The space was filled with decorated tables covered with linen. Various shiny and expensive-looking decorations hung on the walls and a giant square clock was on the wall behind the head table. The clock face design was a range of overlapping geometric shapes that at a distance made a construct of Einstein’s face, showing the time as 6 a.m.
“What a depressing-looking room. Why do I feel like this is going to be a very boring party?” Delvechi grumbled as he weaved through the tables.
Beltrano stood at the large double doors at the opposite end of the hall surveying the room in silence. It was quiet, its atmosphere seemed disturbed by the decorations; everything hung awkwardly, as though the room was wearing a coat that didn’t quite fit. Beltrano made note of the exits, there were only two. The main one and a side exit leading out to a rickety flight of stairs to the rear of the building.

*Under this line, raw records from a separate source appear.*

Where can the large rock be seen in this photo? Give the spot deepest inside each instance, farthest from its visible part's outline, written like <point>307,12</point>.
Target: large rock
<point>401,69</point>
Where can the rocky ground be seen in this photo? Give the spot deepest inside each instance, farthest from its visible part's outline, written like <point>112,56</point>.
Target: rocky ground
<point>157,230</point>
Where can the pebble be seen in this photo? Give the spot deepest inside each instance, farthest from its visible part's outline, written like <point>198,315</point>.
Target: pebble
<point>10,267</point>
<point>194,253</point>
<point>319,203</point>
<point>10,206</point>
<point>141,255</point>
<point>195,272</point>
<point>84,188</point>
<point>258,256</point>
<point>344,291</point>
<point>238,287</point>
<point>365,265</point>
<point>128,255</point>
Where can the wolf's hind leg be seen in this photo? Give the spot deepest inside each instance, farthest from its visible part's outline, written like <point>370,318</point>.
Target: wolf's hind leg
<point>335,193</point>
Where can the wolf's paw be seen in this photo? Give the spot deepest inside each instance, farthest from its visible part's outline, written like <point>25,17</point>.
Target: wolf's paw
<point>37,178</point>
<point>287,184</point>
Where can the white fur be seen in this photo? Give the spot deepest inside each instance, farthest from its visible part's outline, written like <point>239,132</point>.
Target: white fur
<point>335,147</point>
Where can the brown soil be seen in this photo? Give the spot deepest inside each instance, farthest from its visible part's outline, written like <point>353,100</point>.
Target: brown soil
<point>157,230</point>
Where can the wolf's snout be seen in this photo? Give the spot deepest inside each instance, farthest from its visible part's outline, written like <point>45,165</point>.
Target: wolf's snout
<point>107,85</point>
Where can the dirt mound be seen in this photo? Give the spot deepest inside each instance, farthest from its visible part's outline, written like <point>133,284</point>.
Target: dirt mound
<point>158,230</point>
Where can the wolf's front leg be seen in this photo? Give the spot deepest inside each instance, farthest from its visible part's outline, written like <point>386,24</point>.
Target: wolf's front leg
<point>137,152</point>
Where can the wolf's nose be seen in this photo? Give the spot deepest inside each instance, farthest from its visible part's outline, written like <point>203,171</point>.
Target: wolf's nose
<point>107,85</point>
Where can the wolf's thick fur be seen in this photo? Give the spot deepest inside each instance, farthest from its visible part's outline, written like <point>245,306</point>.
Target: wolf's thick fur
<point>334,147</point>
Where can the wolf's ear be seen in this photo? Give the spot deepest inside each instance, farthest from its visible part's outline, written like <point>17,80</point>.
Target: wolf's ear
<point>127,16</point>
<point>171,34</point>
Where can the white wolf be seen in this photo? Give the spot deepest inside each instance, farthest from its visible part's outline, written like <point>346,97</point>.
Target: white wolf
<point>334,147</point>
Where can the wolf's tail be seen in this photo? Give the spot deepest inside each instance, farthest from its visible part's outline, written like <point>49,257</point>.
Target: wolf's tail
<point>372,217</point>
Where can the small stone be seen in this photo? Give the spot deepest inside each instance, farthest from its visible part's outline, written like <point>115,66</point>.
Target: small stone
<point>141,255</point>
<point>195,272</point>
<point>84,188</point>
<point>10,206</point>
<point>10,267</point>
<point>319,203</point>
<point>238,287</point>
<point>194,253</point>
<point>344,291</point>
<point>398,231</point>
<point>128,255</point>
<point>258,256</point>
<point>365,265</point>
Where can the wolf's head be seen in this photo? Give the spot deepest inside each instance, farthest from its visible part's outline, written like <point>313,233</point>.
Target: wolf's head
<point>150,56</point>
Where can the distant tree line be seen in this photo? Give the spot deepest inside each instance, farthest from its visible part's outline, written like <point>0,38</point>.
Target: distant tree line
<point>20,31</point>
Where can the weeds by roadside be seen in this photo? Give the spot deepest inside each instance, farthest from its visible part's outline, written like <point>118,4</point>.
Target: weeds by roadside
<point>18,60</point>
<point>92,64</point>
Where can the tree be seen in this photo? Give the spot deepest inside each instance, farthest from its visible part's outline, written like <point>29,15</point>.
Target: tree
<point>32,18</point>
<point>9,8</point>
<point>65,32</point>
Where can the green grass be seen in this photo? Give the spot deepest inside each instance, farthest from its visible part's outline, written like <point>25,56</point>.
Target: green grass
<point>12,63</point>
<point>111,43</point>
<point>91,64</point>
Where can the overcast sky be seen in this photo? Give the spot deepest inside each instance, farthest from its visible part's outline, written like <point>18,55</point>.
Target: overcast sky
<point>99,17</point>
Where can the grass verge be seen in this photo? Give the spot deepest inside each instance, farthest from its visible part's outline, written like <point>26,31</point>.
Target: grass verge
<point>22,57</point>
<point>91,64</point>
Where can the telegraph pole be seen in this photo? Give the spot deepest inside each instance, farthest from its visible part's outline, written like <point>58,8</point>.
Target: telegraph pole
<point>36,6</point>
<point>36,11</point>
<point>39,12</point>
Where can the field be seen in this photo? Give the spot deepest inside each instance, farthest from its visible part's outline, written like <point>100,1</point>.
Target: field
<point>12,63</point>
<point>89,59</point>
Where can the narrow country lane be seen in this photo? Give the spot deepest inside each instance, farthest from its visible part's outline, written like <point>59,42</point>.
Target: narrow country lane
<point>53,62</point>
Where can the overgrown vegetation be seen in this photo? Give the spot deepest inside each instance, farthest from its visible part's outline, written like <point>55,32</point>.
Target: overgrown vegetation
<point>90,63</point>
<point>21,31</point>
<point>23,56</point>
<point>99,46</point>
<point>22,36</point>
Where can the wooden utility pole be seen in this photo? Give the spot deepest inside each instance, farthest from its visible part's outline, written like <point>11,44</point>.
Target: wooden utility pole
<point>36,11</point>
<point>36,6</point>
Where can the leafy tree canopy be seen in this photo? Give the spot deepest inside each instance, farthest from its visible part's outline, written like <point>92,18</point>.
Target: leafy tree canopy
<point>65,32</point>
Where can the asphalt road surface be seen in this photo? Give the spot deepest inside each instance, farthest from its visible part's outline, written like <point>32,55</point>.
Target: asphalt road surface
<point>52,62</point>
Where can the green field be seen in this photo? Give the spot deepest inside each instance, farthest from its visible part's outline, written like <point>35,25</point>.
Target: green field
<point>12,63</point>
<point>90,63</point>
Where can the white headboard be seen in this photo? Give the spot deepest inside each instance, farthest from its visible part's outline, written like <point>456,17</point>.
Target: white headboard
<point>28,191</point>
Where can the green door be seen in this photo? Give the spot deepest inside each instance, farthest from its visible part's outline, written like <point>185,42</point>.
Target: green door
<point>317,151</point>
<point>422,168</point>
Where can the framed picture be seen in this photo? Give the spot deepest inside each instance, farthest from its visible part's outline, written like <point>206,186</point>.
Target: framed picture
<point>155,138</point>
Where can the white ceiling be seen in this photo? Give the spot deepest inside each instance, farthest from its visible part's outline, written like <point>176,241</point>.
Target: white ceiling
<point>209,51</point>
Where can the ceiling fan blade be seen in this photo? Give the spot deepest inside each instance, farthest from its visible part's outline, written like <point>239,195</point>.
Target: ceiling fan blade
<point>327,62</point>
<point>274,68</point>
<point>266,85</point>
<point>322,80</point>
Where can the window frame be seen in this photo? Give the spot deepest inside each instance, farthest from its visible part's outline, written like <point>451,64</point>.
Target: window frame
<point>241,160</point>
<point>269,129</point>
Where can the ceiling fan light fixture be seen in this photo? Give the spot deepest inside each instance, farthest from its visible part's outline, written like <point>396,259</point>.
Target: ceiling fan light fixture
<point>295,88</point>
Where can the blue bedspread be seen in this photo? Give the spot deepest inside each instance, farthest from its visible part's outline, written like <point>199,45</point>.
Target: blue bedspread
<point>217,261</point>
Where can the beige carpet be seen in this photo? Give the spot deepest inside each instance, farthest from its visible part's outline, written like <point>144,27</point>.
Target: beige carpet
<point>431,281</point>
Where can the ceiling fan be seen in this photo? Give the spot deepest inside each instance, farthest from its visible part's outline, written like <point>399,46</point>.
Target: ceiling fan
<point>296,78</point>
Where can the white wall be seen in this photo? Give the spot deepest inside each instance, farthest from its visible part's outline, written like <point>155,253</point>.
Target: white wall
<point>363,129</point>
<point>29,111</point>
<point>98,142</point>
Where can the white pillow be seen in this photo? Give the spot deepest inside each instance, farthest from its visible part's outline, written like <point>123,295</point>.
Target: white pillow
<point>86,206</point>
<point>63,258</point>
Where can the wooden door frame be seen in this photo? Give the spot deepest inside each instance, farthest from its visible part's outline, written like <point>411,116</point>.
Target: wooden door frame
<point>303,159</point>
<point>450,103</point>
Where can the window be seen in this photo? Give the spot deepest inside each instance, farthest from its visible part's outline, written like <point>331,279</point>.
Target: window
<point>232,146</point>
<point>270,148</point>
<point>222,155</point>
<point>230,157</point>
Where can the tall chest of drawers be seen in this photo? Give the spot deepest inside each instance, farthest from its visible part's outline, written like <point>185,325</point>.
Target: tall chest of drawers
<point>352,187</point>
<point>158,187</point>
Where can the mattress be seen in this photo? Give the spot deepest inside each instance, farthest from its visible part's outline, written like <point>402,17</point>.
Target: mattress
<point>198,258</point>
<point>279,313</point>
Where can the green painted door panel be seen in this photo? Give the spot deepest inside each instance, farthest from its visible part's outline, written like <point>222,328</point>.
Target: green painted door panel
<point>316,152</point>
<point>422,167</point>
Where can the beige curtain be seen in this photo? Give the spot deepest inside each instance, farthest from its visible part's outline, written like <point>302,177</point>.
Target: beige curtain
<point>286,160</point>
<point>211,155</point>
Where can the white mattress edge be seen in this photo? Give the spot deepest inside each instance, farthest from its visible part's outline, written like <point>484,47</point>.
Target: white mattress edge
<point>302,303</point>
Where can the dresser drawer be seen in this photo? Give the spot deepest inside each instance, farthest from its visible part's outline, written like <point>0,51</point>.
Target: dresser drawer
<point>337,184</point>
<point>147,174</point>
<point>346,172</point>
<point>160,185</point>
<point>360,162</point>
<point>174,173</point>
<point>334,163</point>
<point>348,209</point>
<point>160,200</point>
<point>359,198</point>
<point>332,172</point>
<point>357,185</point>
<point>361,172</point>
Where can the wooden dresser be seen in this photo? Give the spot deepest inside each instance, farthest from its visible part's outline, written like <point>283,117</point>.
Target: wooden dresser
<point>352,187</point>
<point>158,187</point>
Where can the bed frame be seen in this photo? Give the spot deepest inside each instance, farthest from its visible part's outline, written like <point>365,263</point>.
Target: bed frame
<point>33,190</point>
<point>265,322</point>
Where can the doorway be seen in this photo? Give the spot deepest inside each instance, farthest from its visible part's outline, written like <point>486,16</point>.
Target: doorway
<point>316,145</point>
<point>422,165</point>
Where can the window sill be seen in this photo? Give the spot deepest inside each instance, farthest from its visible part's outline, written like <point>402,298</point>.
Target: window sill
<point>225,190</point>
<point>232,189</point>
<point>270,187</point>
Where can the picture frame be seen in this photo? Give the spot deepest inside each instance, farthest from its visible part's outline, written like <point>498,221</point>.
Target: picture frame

“Sir, is it necessary for us to be here this evening for this?” Delvechi whined.
“Yes … now shut up and check the stairways.”
Delvechi went to protest that he didn’t know what he was searching for but thought better of it and went out of the room.
Beltrano breathed in the air; it was stale and had a tangible weight. In the silence of a room being used out of context he felt a little uncomfortable. He knew that Professor Brun was that year’s keynote speaker and was sure to be a fascinating one.
Not too fascinating I hope …
He slowly walked amongst the tables, eyeing up the names that were printed on elaborate table signs, instructing the guests where they were to sit, each one denoting an important person in the scientific community, all being herded together for that one evening.
He stopped as he came to his place name; his eyes scanned over his table companions for the evening, a real mix of nationalities. He picked up his name and continued through the tables. He stopped again at a specific table. He lifted a place name and replaced it with his. He then walked the new name over to where his had previously been and laid it down. He glanced round at the room.
Delvechi came bursting through the main door. “It’s bloody freezing out there. The stairs are all clear, nothing to report.”
Beltrano nodded. “Ok, good.” He gave Delvechi’s shoulder a playful slap. “I hope you have a nice clean suit for this evening. I do not want you in uniform.”
Delvechi raised an eyebrow, and then smiled. “I shall wear my finest James Bond.”
Beltrano shook his head and chuckled. Just then his mobile phone erupted into tune; he lifted it out of his pocket, checked the screen and then cut the call off.
“No peace,” Delvechi joked.
“Hmm, yes.” Beltrano turned and headed for the door.
“Sir, I have been thinking …”
Beltrano turned. “I thought I heard a loud moving of rusty cogs.”